What is eResearch in the Arts and Humanities

This is the start of a ‘white paper’ on eResearch in the Arts and Humanities. Comments are most welcome (I do admittedly rely a little too much on Susan Hockey’s wonderful history of Digital Humanities in ‘A Companion to Digital Humanities).1

…by its very nature, humanities computing has had to embrace “the two cultures”, to bring the rigour and systematic unambiguous procedural methodologies characteristic of the sciences to address problems within the humanities that had hitherto been most often treated in a serendipitous fashion (Susan Hockey)

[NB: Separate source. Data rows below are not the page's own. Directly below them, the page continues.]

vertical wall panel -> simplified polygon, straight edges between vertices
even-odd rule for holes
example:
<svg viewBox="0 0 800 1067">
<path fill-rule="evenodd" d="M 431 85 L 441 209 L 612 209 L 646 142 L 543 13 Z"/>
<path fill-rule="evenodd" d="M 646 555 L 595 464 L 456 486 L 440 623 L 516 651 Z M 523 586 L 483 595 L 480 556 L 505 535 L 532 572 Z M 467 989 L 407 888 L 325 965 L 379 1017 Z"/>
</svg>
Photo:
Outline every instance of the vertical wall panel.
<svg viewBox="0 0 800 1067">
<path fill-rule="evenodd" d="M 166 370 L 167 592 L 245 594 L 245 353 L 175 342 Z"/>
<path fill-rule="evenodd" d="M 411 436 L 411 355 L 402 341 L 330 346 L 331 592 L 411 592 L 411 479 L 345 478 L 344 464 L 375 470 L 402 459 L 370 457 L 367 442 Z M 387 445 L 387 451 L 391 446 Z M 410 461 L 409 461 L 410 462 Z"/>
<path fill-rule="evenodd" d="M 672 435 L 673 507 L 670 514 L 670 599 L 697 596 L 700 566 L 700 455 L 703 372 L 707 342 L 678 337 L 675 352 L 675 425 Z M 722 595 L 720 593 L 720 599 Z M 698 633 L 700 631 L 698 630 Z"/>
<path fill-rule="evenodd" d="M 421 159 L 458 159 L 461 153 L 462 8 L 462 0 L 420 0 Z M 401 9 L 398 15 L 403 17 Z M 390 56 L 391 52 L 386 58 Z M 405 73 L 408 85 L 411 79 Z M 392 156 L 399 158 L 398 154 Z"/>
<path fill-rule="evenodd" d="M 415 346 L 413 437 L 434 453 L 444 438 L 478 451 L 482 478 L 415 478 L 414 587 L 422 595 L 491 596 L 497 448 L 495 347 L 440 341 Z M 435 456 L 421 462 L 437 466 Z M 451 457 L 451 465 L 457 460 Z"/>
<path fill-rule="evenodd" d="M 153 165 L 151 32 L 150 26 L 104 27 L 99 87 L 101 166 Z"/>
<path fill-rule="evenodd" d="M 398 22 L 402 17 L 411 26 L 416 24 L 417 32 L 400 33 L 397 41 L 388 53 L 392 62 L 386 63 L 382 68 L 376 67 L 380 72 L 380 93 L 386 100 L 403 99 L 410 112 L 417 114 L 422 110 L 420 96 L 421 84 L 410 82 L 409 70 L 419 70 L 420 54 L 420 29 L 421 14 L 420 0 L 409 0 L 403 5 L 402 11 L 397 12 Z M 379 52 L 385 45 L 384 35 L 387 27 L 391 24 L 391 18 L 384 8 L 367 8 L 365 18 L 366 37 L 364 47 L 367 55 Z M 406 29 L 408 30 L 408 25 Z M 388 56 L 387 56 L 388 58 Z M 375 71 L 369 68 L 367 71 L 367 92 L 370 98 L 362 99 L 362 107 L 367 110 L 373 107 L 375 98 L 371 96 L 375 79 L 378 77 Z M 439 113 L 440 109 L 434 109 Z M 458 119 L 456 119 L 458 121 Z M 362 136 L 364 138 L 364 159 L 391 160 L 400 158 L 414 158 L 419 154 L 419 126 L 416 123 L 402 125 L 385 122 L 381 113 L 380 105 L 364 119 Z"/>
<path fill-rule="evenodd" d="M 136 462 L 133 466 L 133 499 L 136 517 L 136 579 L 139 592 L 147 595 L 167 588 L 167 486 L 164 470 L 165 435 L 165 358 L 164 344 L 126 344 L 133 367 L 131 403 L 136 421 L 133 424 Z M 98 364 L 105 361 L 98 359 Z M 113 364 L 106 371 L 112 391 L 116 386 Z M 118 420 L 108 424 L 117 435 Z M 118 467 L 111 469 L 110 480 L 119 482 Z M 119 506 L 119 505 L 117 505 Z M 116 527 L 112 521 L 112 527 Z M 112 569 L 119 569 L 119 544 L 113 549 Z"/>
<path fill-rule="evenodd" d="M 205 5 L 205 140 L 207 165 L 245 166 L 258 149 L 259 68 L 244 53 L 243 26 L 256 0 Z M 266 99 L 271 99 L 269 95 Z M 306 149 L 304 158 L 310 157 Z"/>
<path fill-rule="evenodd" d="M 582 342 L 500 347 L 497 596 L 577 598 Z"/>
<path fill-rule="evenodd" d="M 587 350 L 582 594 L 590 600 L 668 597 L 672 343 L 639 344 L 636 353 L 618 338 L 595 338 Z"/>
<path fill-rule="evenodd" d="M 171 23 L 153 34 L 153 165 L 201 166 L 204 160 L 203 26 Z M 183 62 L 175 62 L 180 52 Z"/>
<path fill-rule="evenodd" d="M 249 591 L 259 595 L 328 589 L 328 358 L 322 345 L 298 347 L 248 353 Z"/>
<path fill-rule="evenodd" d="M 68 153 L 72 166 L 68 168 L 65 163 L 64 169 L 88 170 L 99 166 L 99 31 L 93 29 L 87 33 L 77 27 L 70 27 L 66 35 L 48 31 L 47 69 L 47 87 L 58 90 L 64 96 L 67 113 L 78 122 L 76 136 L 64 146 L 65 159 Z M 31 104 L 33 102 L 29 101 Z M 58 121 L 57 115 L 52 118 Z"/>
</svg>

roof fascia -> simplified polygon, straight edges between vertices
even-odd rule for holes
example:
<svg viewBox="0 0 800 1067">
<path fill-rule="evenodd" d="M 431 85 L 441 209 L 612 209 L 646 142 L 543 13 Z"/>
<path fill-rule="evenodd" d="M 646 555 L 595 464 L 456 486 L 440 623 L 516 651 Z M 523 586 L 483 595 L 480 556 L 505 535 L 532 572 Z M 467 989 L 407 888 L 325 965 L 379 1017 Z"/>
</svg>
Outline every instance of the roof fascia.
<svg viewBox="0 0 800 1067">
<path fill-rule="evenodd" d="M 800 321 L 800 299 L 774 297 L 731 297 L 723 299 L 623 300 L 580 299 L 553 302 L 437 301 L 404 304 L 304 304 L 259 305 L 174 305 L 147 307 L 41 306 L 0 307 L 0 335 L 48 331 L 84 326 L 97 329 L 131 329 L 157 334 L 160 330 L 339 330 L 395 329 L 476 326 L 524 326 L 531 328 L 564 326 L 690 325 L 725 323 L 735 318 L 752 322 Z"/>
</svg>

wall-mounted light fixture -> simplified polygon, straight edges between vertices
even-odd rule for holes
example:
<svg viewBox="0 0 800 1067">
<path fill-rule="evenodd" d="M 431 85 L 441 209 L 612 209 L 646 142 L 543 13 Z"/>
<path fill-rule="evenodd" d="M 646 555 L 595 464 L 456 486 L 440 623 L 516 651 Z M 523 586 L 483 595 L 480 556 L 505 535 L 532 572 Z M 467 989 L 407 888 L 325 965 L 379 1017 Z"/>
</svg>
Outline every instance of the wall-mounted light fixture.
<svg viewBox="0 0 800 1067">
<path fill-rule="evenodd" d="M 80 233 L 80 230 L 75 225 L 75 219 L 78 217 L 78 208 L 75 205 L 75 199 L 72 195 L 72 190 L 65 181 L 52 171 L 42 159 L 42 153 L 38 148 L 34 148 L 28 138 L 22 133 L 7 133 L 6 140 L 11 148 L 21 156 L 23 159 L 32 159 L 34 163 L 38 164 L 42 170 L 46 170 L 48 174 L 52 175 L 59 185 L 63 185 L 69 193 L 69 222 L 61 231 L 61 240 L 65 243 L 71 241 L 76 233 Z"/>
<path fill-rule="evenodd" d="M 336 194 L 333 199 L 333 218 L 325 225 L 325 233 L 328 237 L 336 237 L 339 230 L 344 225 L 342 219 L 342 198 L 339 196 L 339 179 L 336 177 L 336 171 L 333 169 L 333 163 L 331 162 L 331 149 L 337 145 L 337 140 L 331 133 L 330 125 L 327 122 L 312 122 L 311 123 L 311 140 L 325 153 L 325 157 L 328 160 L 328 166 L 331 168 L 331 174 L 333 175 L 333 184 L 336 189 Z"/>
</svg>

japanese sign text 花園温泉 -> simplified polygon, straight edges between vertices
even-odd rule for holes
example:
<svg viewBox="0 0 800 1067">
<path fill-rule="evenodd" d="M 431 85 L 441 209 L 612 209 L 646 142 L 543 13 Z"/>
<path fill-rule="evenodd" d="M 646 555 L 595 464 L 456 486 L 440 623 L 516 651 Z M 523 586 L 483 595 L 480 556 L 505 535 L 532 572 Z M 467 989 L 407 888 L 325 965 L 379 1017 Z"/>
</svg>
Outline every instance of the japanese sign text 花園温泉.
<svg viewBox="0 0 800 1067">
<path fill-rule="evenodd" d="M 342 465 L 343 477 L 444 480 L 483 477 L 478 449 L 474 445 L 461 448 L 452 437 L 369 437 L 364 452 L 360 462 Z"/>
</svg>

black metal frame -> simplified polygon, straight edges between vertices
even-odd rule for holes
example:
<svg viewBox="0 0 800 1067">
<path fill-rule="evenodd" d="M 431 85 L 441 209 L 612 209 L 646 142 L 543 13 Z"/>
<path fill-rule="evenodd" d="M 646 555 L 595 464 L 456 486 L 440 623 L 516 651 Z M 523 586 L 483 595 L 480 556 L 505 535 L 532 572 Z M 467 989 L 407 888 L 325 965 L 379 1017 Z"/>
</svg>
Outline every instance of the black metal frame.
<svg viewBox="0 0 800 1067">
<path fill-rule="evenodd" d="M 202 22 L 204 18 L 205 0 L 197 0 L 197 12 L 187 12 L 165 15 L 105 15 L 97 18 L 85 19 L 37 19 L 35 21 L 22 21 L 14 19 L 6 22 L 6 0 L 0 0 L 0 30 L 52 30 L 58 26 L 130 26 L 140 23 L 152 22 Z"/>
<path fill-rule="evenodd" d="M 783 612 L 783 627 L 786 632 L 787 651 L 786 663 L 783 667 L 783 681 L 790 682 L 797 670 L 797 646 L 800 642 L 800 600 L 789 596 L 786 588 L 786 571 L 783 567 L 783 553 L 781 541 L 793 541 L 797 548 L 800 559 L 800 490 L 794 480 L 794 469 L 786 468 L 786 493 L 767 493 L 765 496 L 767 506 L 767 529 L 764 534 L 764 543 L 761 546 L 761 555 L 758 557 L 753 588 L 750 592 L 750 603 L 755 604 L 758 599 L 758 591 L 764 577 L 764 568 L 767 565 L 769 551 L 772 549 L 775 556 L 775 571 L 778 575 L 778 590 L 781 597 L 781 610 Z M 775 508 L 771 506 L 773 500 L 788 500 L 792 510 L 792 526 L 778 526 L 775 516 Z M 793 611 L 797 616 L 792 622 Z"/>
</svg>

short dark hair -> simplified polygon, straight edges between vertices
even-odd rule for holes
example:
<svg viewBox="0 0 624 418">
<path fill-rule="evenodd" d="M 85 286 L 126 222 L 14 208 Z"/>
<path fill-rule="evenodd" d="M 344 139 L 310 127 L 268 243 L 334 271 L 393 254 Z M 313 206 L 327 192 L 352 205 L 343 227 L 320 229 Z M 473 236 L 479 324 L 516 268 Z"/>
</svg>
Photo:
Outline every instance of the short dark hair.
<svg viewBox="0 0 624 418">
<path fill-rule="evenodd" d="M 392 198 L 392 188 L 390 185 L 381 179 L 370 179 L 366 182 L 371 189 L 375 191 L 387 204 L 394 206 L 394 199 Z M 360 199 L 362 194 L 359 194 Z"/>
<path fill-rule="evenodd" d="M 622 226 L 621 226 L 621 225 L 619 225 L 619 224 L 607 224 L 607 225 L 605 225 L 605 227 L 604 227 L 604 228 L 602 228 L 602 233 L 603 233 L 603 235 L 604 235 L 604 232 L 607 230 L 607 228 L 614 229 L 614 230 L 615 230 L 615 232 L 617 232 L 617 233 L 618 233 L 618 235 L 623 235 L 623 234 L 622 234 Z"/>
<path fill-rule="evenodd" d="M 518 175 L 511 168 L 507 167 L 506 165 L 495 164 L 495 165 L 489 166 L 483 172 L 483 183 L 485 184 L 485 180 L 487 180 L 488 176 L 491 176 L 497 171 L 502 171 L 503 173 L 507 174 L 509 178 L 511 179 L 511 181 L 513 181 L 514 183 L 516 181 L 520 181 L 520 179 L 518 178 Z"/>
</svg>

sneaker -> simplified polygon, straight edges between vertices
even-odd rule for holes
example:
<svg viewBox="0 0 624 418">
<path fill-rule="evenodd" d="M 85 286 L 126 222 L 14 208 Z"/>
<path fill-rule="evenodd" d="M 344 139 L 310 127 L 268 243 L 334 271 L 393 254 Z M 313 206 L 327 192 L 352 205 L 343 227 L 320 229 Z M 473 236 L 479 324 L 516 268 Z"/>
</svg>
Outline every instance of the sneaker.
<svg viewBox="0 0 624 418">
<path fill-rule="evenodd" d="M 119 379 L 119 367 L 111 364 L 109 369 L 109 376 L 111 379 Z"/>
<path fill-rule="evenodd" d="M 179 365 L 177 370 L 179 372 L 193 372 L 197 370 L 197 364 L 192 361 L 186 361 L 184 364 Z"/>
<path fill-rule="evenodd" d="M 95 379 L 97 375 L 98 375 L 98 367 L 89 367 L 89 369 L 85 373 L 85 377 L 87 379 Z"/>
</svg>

What are the Digital Humanities?

The disciplines and sub-fields that make up the humanities have a long interdisciplinary relationship with computing. Since the Italian Jesuit Priest, Father Roberto Busa approached Thomas. J Watson of IBM in 1949 to assist him in indexing some 11 million words of Medieval Latin, numerous humanities scholars have had productive if not at times challenging relationships with computing. Some of the early computing tasks set by humanities scholars included verification of authorship of disputed texts, automating the laborious task of creating concordances on seminal texts, and encoding and defining document structures for digital publication and analyses. Literature and linguistics were the forerunners of computing in the humanities, spreading out to other disciplines at later stages depending on the specific needs and questions of the disciplines and the capabilities of digital technologies.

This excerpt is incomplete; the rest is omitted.